An den Paulus-Exegesen des Marius Victorinus will Lohse zeigen, daß durch die lateinischen Kirchenväter in der 2. Hälfte des 4. Jh.s der Heidenapostel wiederentdeckt wurde (83 f.). A. von Harnack nennt ihn einen "Augustinus ante Augustinum" (87). Die Rollenverteilung zwischen "Kaiser und Papst im Donatistenstreit" deutet für Lohse schon im 4. Jh., also sehr früh, die späteren "Beziehungen zwischen Staat und Kirche", ja auch "der Bischöfe zum Papst" in Zusammenhang damit, an (147). Der römische Primatsanspruch wurde gestärkt, "wie andererseits der verstärkte Primat der katholischen Kirche gegen mögliche Eingriffe des Staates zu schützen schien" (148).
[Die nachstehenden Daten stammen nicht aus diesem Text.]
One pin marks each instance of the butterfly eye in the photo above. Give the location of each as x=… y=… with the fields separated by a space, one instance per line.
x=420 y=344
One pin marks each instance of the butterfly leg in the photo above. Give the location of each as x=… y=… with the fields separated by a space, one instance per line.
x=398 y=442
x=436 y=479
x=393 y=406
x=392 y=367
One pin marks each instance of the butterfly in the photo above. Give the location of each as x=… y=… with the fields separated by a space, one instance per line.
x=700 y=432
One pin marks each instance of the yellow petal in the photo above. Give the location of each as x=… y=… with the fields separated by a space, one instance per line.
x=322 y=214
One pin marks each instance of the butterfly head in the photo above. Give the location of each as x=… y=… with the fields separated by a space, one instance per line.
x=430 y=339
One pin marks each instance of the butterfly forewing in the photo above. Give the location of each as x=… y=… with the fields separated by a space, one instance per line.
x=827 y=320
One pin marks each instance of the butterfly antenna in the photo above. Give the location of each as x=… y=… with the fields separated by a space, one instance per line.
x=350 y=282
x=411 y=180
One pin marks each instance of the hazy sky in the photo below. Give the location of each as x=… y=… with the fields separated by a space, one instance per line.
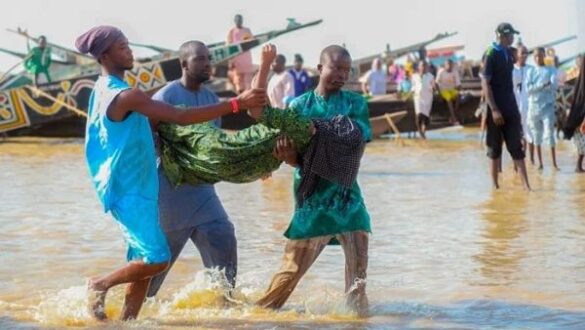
x=365 y=26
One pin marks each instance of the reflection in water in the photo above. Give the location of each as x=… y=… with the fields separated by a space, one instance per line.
x=505 y=221
x=446 y=251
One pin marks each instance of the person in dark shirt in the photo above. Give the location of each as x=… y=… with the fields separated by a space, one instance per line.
x=302 y=79
x=503 y=117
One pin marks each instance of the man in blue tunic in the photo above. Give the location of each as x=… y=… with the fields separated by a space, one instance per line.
x=121 y=158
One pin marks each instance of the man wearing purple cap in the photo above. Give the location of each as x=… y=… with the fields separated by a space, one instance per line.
x=504 y=123
x=121 y=159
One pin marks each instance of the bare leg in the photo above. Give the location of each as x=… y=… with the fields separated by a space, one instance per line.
x=135 y=271
x=456 y=110
x=579 y=168
x=495 y=169
x=135 y=294
x=523 y=173
x=355 y=248
x=554 y=158
x=453 y=119
x=299 y=255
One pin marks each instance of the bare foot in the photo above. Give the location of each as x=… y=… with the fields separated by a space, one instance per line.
x=96 y=302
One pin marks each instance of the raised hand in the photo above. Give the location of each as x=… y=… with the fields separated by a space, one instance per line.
x=267 y=55
x=285 y=151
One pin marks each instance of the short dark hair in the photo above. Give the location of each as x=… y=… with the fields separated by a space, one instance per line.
x=188 y=48
x=328 y=51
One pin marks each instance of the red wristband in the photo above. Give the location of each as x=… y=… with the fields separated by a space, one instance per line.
x=235 y=105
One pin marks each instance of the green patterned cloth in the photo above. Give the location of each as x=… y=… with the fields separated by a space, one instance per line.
x=324 y=212
x=203 y=153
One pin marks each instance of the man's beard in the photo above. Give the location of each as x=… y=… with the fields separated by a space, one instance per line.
x=201 y=78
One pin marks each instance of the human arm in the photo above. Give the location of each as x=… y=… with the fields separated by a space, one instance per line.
x=289 y=89
x=486 y=76
x=137 y=100
x=268 y=55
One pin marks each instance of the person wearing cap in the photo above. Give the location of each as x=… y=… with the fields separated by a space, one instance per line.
x=281 y=86
x=504 y=123
x=120 y=155
x=541 y=86
x=300 y=75
x=520 y=78
x=241 y=66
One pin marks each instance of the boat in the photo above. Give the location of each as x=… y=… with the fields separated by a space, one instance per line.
x=57 y=109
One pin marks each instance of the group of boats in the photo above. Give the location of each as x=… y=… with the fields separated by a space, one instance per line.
x=58 y=108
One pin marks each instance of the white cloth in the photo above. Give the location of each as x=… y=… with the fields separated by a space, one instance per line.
x=376 y=80
x=280 y=87
x=561 y=77
x=423 y=93
x=520 y=78
x=448 y=80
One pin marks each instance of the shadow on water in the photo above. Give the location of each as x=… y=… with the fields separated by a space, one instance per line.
x=10 y=323
x=466 y=314
x=483 y=314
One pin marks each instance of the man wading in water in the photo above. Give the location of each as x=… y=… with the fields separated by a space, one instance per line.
x=121 y=159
Drei Aufsätze sind dem großen Kirchenvater des Abendlandes Augustin gewidmet, dessen Einfluß auf Luthers Frühtheologie Lohse in allen seinen einschlägigen Arbeiten als am nachhaltigsten innerhalb der theologischen Tradition schildert (dazu im Band 1 von "Evangelium in der Geschichte" die Seiten 11-30). Augustins "Engellehre" ist, so stellt Lohse fest, "von großer Bedeutung für die Lehre von der Erlösung" (116). Prädestinationslehre und Angelologie gehören bei Augustin "auf das engste zusammen" und werden auch mit "der himmlischen civitas" in Verbindung gebracht und gehören somit in das Zentrum der Theologie des Kirchenvaters. - Ein weiterer Augustin gewidmeter Beitrag exegesiert eine seiner wirkungskräftigsten Schriften, nämlich "De civitate Dei". Hier wendet sich Lohse speziell der Eschatologie zu. Die "Bezeichnung der Kirche als regnum Christi" soll nach Lohses Arbeitsergebnis "den Blick für die eschatologische Dimension der Kirche" öffnen (135). Dieser Beitrag zur Ekklesiologie gipfelt in dem Satz: "Ausgangspunkt ist also die ecclesia, Zielpunkt ihre Vollendung in der Ewigkeit." Augustins vielverhandelte civita-Lehre schließt, wie in einem weiteren Aufsatz ersichtlich, die "Beurteilung des Staates" ein (149.174). Lohse untersucht die Abhängigkeit von einigen Vor-Denkern, besonders von Ambrosius, dem Mailänder Lehrer.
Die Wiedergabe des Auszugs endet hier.